Zn2+ ion also plays roles in signal transduction where it acts as an intracellular signaling molecule. It performs its role in two ways. One is through the neurotransmission where it acts as a neurotransmitter transmitting information through the neurons. It is released into the synaptic cleft from membrane-enclosed synaptic vesicles by exocytosis. Thus released Zn2+ ions are then absorbed by neighboring cells through gated Zn channels. In a second way it acts as an intracellular second messenger. Cytokines or growth factors secret nitric oxide and stimulate the release of Zn2+ ions from metallothioneins.

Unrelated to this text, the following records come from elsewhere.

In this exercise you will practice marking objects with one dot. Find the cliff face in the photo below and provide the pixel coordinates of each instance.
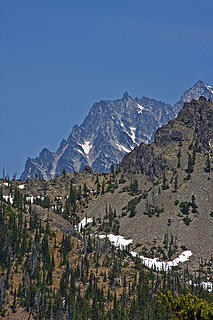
(194, 125)
(111, 130)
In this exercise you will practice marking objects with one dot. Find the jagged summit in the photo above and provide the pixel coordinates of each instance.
(199, 89)
(193, 126)
(111, 129)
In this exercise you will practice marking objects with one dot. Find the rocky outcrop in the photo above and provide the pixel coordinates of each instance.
(111, 130)
(194, 123)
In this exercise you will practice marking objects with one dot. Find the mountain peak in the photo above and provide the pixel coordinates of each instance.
(126, 95)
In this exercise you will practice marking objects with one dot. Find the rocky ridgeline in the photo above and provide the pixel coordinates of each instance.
(193, 124)
(111, 130)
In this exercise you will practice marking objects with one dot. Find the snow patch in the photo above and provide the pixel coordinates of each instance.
(132, 134)
(117, 241)
(86, 146)
(29, 199)
(141, 108)
(122, 148)
(8, 198)
(209, 88)
(55, 162)
(83, 223)
(122, 243)
(163, 265)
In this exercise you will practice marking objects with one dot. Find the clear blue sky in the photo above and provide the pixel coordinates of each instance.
(58, 57)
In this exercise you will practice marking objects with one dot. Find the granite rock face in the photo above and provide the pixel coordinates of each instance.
(111, 130)
(194, 124)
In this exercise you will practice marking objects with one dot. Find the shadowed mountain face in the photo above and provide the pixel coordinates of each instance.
(193, 125)
(111, 130)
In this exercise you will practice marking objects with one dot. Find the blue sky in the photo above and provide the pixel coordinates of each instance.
(58, 57)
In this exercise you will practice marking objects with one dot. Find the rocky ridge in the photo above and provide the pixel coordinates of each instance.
(111, 130)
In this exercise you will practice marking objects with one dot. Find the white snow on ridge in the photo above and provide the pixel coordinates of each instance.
(55, 162)
(163, 265)
(117, 241)
(132, 134)
(140, 107)
(122, 243)
(86, 146)
(210, 89)
(122, 148)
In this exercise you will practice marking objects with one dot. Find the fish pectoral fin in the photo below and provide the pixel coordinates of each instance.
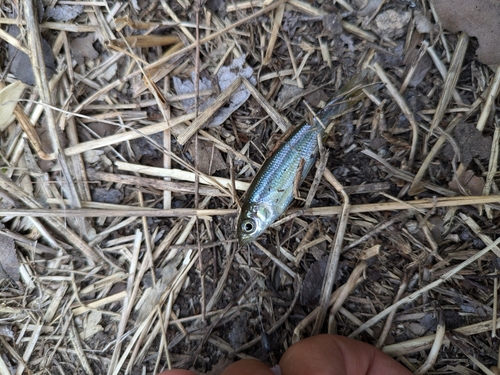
(298, 180)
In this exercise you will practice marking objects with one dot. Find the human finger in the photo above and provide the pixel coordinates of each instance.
(247, 367)
(337, 355)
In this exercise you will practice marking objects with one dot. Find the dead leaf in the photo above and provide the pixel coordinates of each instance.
(225, 77)
(64, 13)
(478, 18)
(472, 143)
(210, 158)
(82, 48)
(311, 288)
(20, 62)
(8, 101)
(472, 184)
(9, 266)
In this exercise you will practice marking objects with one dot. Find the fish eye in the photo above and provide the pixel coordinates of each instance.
(247, 226)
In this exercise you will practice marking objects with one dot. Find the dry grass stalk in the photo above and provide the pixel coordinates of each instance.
(75, 266)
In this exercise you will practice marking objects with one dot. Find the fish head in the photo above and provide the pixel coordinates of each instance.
(254, 219)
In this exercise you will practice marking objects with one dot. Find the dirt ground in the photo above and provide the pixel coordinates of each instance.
(130, 132)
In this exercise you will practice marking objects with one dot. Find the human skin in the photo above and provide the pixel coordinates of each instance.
(320, 355)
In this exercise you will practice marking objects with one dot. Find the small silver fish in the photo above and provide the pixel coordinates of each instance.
(271, 191)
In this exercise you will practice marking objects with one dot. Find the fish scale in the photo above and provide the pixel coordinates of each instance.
(271, 191)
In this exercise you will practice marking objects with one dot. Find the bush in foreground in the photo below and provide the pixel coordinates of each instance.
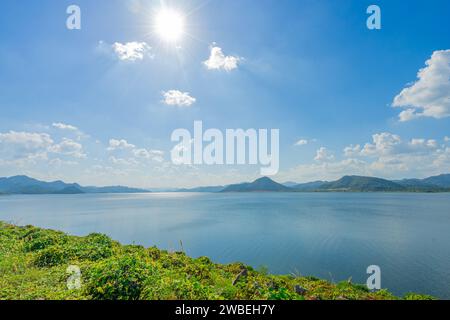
(33, 265)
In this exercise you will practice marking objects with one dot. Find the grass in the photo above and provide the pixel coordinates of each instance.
(33, 264)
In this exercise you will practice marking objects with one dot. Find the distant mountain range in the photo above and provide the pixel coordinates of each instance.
(261, 185)
(27, 185)
(348, 184)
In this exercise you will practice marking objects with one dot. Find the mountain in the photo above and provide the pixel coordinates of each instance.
(442, 181)
(27, 185)
(363, 184)
(290, 184)
(261, 185)
(212, 189)
(114, 189)
(310, 186)
(431, 184)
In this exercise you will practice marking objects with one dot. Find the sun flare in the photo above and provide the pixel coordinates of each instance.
(169, 25)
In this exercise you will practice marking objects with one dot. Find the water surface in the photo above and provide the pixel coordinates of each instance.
(329, 235)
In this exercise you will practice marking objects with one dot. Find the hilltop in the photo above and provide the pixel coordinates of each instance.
(34, 262)
(27, 185)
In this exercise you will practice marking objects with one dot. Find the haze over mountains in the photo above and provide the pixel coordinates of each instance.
(27, 185)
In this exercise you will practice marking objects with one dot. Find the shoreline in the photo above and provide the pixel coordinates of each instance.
(34, 263)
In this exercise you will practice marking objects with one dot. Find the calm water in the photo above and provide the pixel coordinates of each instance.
(332, 236)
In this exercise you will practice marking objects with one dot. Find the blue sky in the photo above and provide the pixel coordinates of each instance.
(73, 108)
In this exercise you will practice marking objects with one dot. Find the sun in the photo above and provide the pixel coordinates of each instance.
(169, 25)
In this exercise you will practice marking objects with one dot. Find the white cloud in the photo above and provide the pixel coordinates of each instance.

Zn signaling can either be transcription-dependent leading to the late Zinc signaling or transcription-independent leading to the early Zn signaling. In late Zn signaling, the intracellular levels of the Zn2+ ions are altered several hours after the extracellular stimulation through the changes in Zn transporter expression while, in early Zn signaling, the level of Zn changes rapidly. But the early Zn signaling and late Zn signaling both are involved in varieties of physiological responses including immune function, cell development, and apoptosis.
Zn2+ ions also play a role in the regulation of cell proliferation and differentiation where it acts as a structural component of different proteins of the transcriptional machinery such as transcription factors and the ribosome. The presence of Zn is also necessary during the DNA replication and cell cycle.
It has also been found that Zinc plays a role in immunity where it acts as a chemoattractant for some immune cells. In vitro study reveals that Zinc deficiency leads to reduced PMN chemo toxicity while the supply of the Zn2+ ions has the inverse effect.
Zinc deficiency decreases phagocytosis while zinc supplement increases the phagocytosis of the immune cells. zinc deficiency causes thymic atrophy and subsequent T cell lymphopenia thus affecting the development and functions of the T cells. However, the development and functions of the B cells are less affected by zinc deficiency than that of the T cells.
Acrodermatitis enteropathica is one of the most important diseases caused by zinc deficiency. It is a rare genetic disorder caused due to the mutation in the gene encoding ZIP4 responsible for the zinc uptake. The symptoms of this disease include hyperpigmented skin lesions, defective growth, thymic atrophy, lymphopenia, etc.